Десятник слушал этот рассказ, свесив голову и покачивая ею, будто в дремоте. А когда шинкарка подала пиво, он первый взял кружку, чокнулся с каменщиком и сказал:
— За здоровье твоей жены!
— Дан бог и тебе не хворать, — ответил каменщик и отпил из своей кружки.
По его лицу было заметно, с какой неохотой его губы касались напитка. Ах, может быть, на него потрачен последний грош из гульдена[4], взятого взаймы четыре дня назад, на который он должен был прокормить всю свою несчастную семью до лучших дней — другой-то гульден ведь бог весть удастся ли где занять! А теперь он на последний грош решил угостить своего врага, чтобы как-нибудь задобрить его.

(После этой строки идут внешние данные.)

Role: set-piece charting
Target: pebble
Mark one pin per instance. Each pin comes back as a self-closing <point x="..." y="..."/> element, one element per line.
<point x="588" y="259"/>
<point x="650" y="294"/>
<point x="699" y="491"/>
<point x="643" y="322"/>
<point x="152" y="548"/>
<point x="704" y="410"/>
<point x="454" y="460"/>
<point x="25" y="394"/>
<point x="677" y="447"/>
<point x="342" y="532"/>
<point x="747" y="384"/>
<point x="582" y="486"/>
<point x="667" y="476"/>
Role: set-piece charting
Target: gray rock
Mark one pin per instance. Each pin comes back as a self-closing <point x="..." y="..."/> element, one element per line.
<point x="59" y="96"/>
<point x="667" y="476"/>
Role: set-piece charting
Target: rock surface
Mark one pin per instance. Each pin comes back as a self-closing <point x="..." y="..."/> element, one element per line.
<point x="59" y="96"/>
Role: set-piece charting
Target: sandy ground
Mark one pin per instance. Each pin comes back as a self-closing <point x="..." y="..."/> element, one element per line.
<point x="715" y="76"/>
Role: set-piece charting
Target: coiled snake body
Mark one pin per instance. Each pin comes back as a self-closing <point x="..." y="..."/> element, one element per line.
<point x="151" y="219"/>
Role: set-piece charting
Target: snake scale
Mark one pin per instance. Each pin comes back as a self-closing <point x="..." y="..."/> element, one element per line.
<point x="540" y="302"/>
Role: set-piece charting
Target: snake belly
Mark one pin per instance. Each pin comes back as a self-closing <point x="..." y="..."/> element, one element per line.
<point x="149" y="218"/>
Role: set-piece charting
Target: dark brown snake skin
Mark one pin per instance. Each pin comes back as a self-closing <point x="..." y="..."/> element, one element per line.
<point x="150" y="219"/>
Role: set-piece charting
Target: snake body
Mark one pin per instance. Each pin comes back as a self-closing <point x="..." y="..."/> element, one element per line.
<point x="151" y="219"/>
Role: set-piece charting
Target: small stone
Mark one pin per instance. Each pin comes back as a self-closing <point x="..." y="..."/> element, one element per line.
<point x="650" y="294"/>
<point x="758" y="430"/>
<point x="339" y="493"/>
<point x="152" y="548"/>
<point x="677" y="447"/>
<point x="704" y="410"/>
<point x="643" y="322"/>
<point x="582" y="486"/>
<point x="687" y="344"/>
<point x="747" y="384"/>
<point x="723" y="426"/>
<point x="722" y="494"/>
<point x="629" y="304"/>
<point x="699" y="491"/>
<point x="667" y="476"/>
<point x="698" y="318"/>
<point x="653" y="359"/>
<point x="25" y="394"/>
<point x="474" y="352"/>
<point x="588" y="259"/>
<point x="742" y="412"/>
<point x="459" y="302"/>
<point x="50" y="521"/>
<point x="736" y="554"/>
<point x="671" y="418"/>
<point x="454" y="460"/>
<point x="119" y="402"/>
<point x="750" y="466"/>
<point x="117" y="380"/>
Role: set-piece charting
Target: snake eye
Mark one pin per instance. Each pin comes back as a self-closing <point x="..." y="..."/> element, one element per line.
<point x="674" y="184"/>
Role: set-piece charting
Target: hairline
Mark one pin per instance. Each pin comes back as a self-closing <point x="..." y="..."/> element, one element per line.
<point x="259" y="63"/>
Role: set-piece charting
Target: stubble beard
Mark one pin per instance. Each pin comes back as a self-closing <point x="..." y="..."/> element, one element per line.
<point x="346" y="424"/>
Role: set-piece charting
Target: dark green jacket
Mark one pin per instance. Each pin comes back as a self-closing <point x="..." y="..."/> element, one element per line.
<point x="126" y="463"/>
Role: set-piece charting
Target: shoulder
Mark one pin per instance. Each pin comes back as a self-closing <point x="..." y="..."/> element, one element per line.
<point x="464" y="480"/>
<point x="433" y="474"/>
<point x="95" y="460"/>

— И еще, любезный мой кум, скажи ты мне по совести, что я тебе сделал такое? Что со злости сказал тебе дурное слово? А ты сколько мне наговорил! Ей-богу, кум, нехорошо так бедного человека обижать!
Кум выпил пива и снова свесил голову, покачивая ею, будто в дремоте.
— Так ты уж, — робко заговорил каменщик, — будь так добр, в понедельник… того… Сам видишь, куда же бедному человеку деться? Погибать, что ли, на корню с женой да детьми?
— Так что велишь подать еще кружку этой пены? — прервал его разговор десятник.
— А и правда, правда! Эй, еще кружку пива! Еврейка принесла пиво, десятник выпил его и утер усы.
— Ну, так как же будет? — спросил с тревогой каменщик, пытаясь взять десятника за руку и глядя ему в лицо.
— А как будет? — ответил тот холодно, поднимаясь и собираясь уходить. — Спасибо тебе за пиво, а на работу в понедельник тебе приходить незачем, я уж принял другого. А впрочем, — эти слова он произнес уже у самых дверей шинка, — я в таких опришках, в таких вот висельниках, как ты, и нe нуждаюсь!
И десятник одним махом выскочил на улицу и захлопнул за собой дверь шинка.
Несчастный каменщик стал, пораженный этими словами, как громом.
Долго стоял он так неподвижно, не зная, должно быть, что и подумать. Потом очнулся. Дикая мысль промелькнула у него в голове. Он схватил одной рукой стол, за которым сидел, отломал от него ножку и со всего размаху грохнул ею по стойке. Треск, звон, хруст, крик еврейки, гам подбегающих людей, крик полицейского — все это в один миг слилось в одну дикую, оглушительную гармонию. Спустя минуту несчастный каменщик очутился среди ревущей, визгливой толпы, которая с большим шумом передала бесноватого, «спятившего с ума разбойника» в руки полицейского. Грозный страж общественного порядка схватил его за плечи и толкнул вперед. Сбоку полицейского потащилась еле живая от перепуга шинкарка, оставив вместо себя в шинке другую какую-то еврейку, а вокруг них, голося и визжа, целая ватага всякой уличной голытьбы повалила в полицию.